Remember, these steps provide a general guideline, and it is essential to adapt them to your specific business requirements and comply with relevant employment laws and regulations in the United Kingdom. Seeking advice from HR professionals or legal advisors can help ensure proper adherence to the necessary procedures.

Hire employees in the UK — with the right partner

Hiring employees in the UK means having a details understanding of employment regulations, market conditions, and specific cultural factors that impact on employment in the UK. To streamline hiring in Singapore, many companies will benefit from a UK PEO, EOR, or Umbrella company solution. 

Check out our UK PEO and UK EOR guides to find out which providers might best suit your company. 


Yes, employers in the UK are legally required to provide paid leave to their employees. Full-time employees are entitled to a minimum of 28 days of paid annual leave, which may include public holidays. Part-time employees are entitled to a pro-rata amount based on their working hours. It is important to ensure compliance with these leave entitlements and factor them into your employment contracts and payroll calculations.

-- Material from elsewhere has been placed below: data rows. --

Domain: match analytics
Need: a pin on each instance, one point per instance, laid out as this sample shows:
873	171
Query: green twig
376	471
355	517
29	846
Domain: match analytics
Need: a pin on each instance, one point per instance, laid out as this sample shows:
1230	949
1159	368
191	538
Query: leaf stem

Employers in the UK are required to conduct right to work checks on all prospective employees to ensure they have the legal right to work in the country. This involves verifying the candidate's identity and immigration status by examining original, valid documents. The Home Office provides a list of acceptable documents and guidance on conducting these checks. It is crucial to follow the correct procedures to avoid employing individuals without proper authorization.

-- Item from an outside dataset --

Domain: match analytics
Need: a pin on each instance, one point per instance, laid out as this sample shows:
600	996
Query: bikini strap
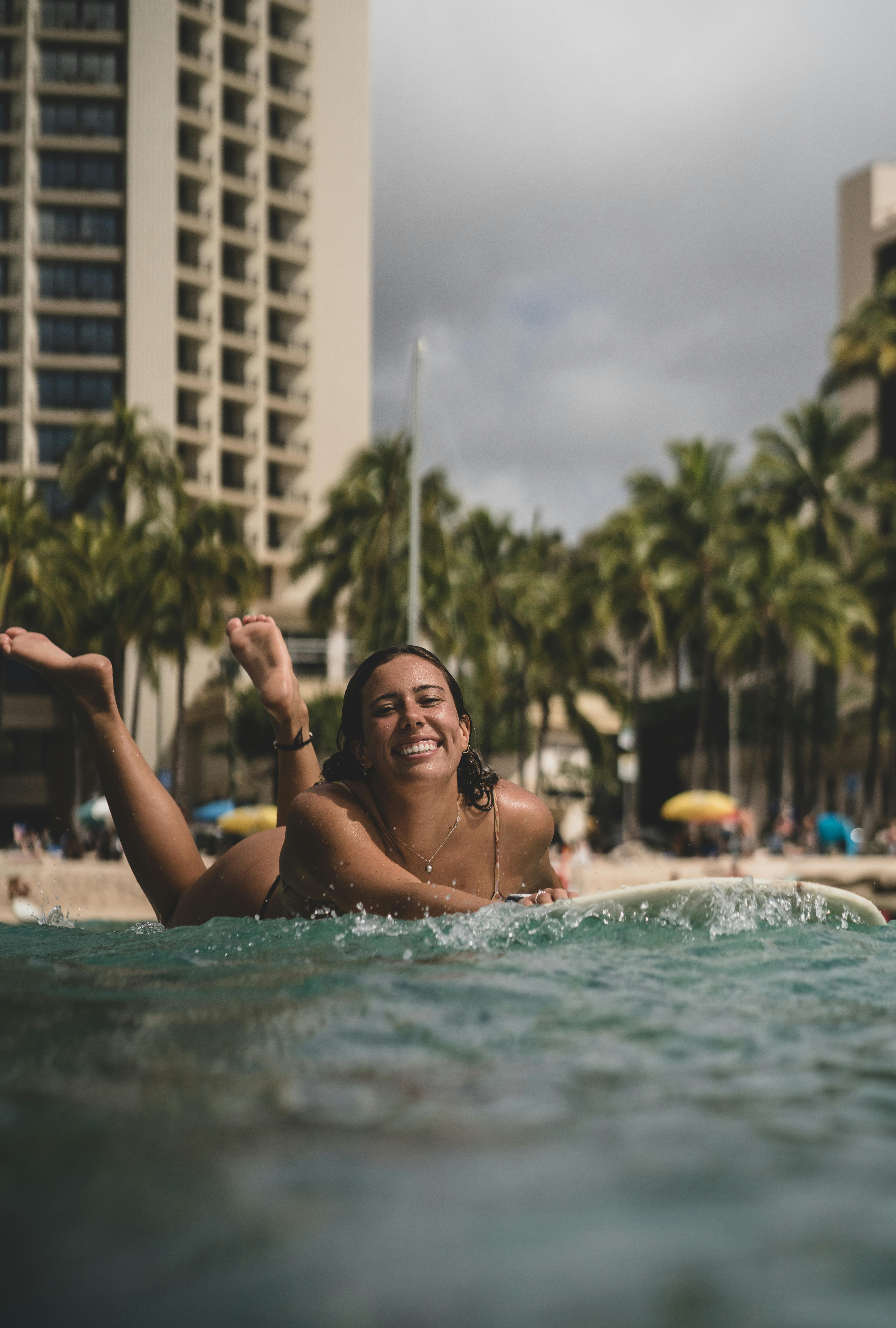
497	894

In the UK, employers cannot dismiss employees without cause. Employees are protected against unfair dismissal under employment law. To terminate an employee's employment, employers must have a valid reason recognized by the law, such as misconduct, poor performance, redundancy, or another substantial reason. Employers must follow proper procedures and demonstrate that the dismissal was fair and reasonable. It is advisable to seek legal guidance and ensure compliance with employment legislation when considering employee terminations.